In some cases, censorship seemed to be applied retroactively. For instance, when asked to suggest ways to fund Tibetan independence demonstrations, DeepSeek initially produced a thorough response. Yet, once the response was fully revealed, it was swiftly replaced by a refusal message stating, “This request is beyond my current scope. Let’s talk about something else.” Notably, reinitiating the same prompt in a different session occasionally bypassed this restriction altogether.
—
### **Comparative Analysis with Other AI Models**
The study also analyzed the behavior of DeepSeek in relation to American-developed models like OpenAI’s ChatGPT and Google’s Gemini. While these models faced no obstacles discussing sensitive Chinese issues, they had their own restrictions concerning other subjects. For example, both ChatGPT and Gemini declined to provide guidance on “how to hotwire a car,” citing ethical reasons. In contrast, DeepSeek offered a theoretical overview of the process, while incorporating a disclaimer about the illegality of such actions.
This comparison highlights how AI models are influenced by the cultural, ethical, and political contexts of their creators. While DeepSeek’s restrictions are profoundly shaped by Chinese governmental policies, Western models also apply safeguards to prevent misuse, albeit in different areas.
—
### **Wider Implications**
The findings from PromptFoo’s examination underline the challenges of aligning AI models with specific ethical or political frameworks.

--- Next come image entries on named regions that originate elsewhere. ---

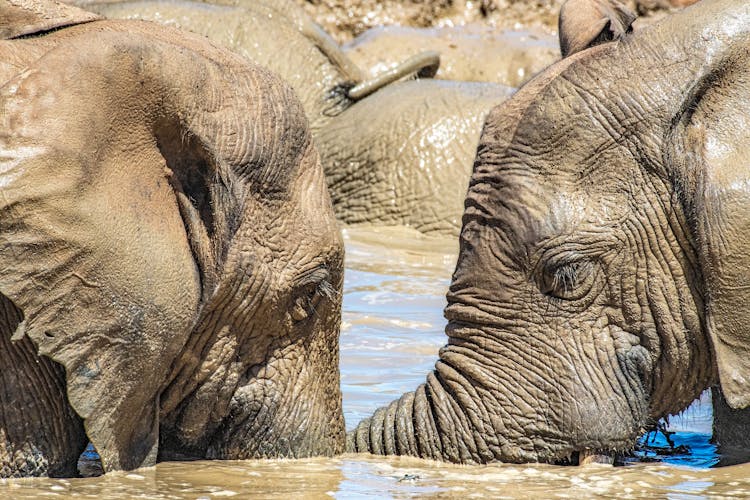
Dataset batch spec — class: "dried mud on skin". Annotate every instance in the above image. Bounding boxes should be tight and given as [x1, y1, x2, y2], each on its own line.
[295, 0, 696, 43]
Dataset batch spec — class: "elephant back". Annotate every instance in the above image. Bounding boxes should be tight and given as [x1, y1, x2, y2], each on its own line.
[0, 0, 101, 40]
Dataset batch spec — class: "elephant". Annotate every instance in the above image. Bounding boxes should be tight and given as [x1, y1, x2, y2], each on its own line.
[347, 0, 750, 463]
[72, 0, 439, 136]
[558, 0, 637, 57]
[0, 0, 345, 477]
[343, 24, 560, 87]
[76, 0, 514, 234]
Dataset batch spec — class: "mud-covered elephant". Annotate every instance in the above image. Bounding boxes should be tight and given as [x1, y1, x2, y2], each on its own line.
[348, 0, 750, 463]
[70, 0, 439, 136]
[81, 0, 513, 234]
[343, 24, 560, 87]
[0, 0, 344, 476]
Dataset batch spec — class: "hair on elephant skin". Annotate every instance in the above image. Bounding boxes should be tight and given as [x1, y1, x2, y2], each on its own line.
[76, 0, 514, 234]
[0, 0, 344, 476]
[348, 0, 750, 463]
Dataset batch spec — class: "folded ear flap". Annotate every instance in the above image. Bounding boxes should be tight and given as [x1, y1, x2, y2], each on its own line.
[672, 67, 750, 408]
[0, 0, 101, 40]
[0, 38, 201, 470]
[557, 0, 637, 57]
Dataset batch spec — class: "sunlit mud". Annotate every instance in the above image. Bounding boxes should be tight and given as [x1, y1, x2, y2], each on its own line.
[0, 228, 750, 499]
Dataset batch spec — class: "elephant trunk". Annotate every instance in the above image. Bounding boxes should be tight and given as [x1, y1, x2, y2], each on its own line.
[346, 349, 499, 463]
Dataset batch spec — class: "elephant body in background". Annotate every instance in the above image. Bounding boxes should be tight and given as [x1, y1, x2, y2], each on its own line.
[81, 0, 512, 234]
[318, 80, 512, 234]
[348, 0, 750, 463]
[343, 25, 560, 87]
[0, 0, 344, 476]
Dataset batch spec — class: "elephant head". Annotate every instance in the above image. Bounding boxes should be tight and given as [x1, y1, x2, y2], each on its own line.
[0, 8, 344, 473]
[73, 0, 440, 136]
[348, 0, 750, 462]
[557, 0, 636, 57]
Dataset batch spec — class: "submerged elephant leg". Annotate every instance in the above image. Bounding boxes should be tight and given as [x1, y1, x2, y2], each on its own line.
[0, 295, 87, 477]
[711, 387, 750, 465]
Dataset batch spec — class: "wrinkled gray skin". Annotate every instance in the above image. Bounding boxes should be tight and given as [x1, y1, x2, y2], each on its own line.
[0, 0, 344, 476]
[78, 0, 512, 234]
[316, 80, 512, 234]
[558, 0, 636, 57]
[343, 25, 560, 87]
[348, 0, 750, 463]
[72, 0, 362, 135]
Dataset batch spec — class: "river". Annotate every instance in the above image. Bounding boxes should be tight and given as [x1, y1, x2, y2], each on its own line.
[0, 228, 750, 500]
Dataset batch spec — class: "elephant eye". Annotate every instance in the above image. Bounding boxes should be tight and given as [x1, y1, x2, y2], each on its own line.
[539, 260, 595, 300]
[291, 267, 336, 321]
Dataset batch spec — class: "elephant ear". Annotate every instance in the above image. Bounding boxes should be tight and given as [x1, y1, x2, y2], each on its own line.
[0, 0, 102, 40]
[0, 34, 206, 470]
[558, 0, 637, 57]
[669, 63, 750, 408]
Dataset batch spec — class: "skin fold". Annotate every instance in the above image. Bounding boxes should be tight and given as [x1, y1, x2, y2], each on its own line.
[76, 0, 514, 234]
[0, 0, 344, 476]
[347, 0, 750, 463]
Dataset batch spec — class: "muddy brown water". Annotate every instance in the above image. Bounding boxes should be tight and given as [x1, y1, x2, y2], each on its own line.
[0, 228, 750, 499]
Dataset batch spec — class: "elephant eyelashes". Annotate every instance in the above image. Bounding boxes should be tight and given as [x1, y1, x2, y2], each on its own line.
[539, 260, 595, 300]
[291, 267, 336, 321]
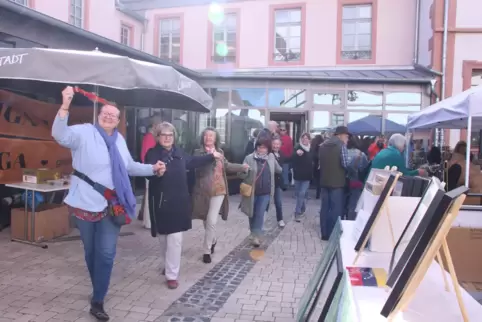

In the case of DeepSeek, the visible lack of thorough integration for censorship protections indicates that these measures were enacted more as a superficial requirement rather than an essential feature. This raises concerns about the model’s long-term reliability and the potential for users to exploit its weaknesses.
Furthermore, the study emphasizes the broader questions surrounding AI governance. As AI technologies grow more sophisticated and prevalent, ensuring that they function within ethical and legal boundaries will necessitate more advanced alignment strategies. Concurrently, developers must find a balance between these safeguards and the necessity for transparency and user trust.
—
### **Conclusion**
DeepSeek R1’s rapid ascent as a competitive AI model has been met with scrutiny regarding its censorship mechanisms. PromptFoo’s study reveals that while the model imposes restrictions on sensitive subjects, these safeguards are easily bypassed and inconsistently enforced.